同一時間,帕瑪商家老宅。
臨近深夜十二點,古韻濃鬱的老宅後院,二層的露天平台上圍坐著一群年輕人。
桌上地上淩亂地擺著諸多空酒瓶,商陸懶散地趴在欄杆上,看著後院種植的中草藥,微醺著呢喃:“要不是秦肆,我就再也看不見這些寶貝了。”
大難不死,才知道生命可貴。
此時,聽到商陸的感慨,陸希恒伸手攏了下腦後的長發,仰起頭望著濃墨的夜色,歎了口氣,“是啊,我們的命是秦肆給的。”
“操,以後秦肆有任何事,我他媽一定赴湯蹈火在所不辭!”
這話,是霍茗說的。
兄弟幾個都喝了很多酒,眉梢眼角還掛著屬於年輕人的輕狂和張揚。
商陸歪歪斜斜地站起身,醉眼朦朧地四處打量,“我大哥和秦肆怎麼還不回來?他倆聊什麼聊了這麼久?”
“要不……你去看看?”陸希恒不懷好意地揶揄道。
聞聲,商陸打了個哆嗦,眼神發飄,“那算了,還是等等吧。打擾我大哥談事,他能扒了我一層皮。”
……
後院,滿是藥香的內堂內,昏色的暖光燈下,商鬱和秦肆端坐在藥櫃前,兩人麵前還擺著清酒。
商鬱單手搭著桌沿,濃墨般的黑眸落在秦肆身上,姿態野性慵懶:“真的決定要走?”
對麵的秦肆,穿著和商鬱相同的黑襯衫,薄唇微抿,目光深邃,“嗯,時間差不多了。

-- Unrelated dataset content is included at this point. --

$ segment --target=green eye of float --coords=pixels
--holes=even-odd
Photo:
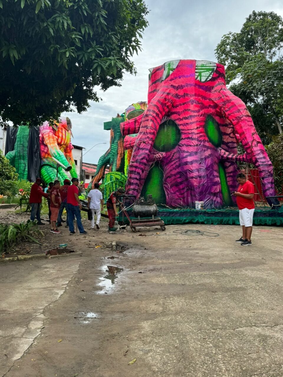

”
兩個男人似乎都惜墨如金,短暫沉默後,商鬱端著清酒淺酌,垂下的眸遮住了眼底的微光,“不打算告訴他們?”
秦肆也適時舉杯,喉結微滾,音色醇厚,“早晚都要走,說了反而增加苦惱。救他們隻是舉手之勞,沒想過要報答。”
聞此,商鬱放下手中的酒杯,直視著秦肆淡漠疏冷的眉眼。
他指尖敲了敲方桌,恣意地彎唇,“既然執意要走,那我也不多留你。如果以後需要幫忙,你隨時開口。”
秦肆冷眸微眯,思忖數秒,別有深意地看著商鬱,“以後暫且不提,現在確實需要大哥幫個忙。”
商鬱邪肆地揚起唇角,微微垂首把玩著袖扣,幾縷碎發擋住了他的眉眼:“你說。”
“我回酈城之後,幫我抹掉所有的行蹤。”
顯然,秦肆不想讓帕瑪的兄弟們找到他。
商鬱偏頭看向他,表情耐人尋味,“打算放掉帕瑪的一切?”
“算是吧,回了酈城,權當重頭來過。”
秦肆沒有過多解釋,商鬱也沒有追問。
兩人碰了碰杯,飲下杯中酒,商鬱允了他的要求,“後會有期。”
“多謝。”
……
幾分鍾後,秦肆率先離開了內堂,商鬱孤坐在明燈下,泓遂的眸望著後院的露天平台若有所思。
稍頃,流雲步履急切地從堂外走進來,順勢將手機遞給商鬱,道:“老大,落雨在南洋出事了,您……看看這個。”
帕瑪和南洋有著四個小時的時差,此時國內晚八點,帕瑪已然深夜。
商鬱接過手機,屏幕上顯示的是一段公路監控。
隨著一輛奔馳大G駛過畫麵,緊接著落雨那輛越野車就被三輛轎車夾擊包圍。